Rodriguez filed a $110 million lawsuit last December against the Brentwood School District, claiming it ignored warnings that MS-13 members were threatening Kayla.
Rodriguez said that employees failed to act when told that the girl was being threatened. The lawsuit says the bullying went on for two years before the teenager was killed.
Rodriguez told a House subcommittee last year that residents were living in fear and were afraid to let their kids play outside.
"The MS-13 gang is so unpredictable you just don't know who is who with them," Rodriguez said. "MS-13 is a new breed of murderers, they are children, kids killing kids, and as they continue to grow, so does their techniques of recruiting helpless kids into their wicked actions."
MS-13 is believed by federal prosecutors to have thousands of members across the U.S., primarily immigrants from Central America.

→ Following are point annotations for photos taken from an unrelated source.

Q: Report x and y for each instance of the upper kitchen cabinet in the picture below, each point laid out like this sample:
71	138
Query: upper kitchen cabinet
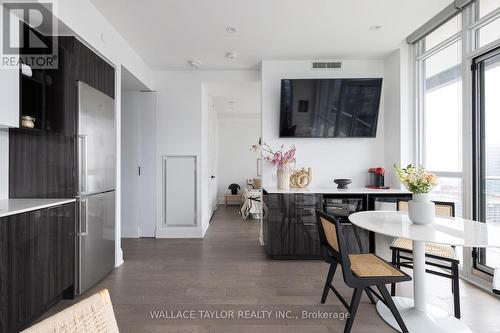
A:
43	159
9	94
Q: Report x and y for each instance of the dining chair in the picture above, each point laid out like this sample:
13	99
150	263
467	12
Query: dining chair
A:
360	271
442	256
93	314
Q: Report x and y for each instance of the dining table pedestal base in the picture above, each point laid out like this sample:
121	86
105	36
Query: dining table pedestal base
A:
433	320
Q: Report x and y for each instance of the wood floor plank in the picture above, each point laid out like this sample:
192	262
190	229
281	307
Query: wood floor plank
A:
229	271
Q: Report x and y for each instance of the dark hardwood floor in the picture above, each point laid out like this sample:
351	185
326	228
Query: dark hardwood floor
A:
228	271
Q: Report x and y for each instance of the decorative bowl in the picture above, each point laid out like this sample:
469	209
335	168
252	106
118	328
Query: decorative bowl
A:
342	183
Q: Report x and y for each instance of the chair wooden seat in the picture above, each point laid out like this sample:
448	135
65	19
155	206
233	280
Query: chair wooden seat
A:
444	256
93	314
362	272
439	251
369	265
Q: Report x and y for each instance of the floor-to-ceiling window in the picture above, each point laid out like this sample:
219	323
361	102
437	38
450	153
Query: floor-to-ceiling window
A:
440	89
448	102
439	63
485	48
487	143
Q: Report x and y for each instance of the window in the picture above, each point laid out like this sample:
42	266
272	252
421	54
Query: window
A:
487	139
487	6
445	92
440	88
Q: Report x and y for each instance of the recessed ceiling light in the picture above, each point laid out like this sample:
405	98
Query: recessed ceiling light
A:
232	55
230	29
194	63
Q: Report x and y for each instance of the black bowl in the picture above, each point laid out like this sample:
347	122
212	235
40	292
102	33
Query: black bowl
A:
342	183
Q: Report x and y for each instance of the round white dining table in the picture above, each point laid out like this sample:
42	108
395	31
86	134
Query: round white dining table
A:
417	314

It has a stronghold in Los Angeles, where it emerged in the 1980s as a neighborhood street gang, and is suspected of violence in cities and suburbs across the United States.
Cuevas and Mickens' deaths put a sharpened focus on what had already been a spate of gang violence on Long Island. MS-13 has been blamed for more than two dozen slayings across a wide swath of the island since January 2016.
Last month, an MS-13 member pleaded guilty to participating in the brutal massacre of four young men in nearby Central Islip.
Josue Portillo, 17, admitted to planning the April 2017 killings with other MS-13 defendants because he said they believed the four were rival gang members, prosecutors said. The victims were lured to a park and attacked with machetes, knives and clubs.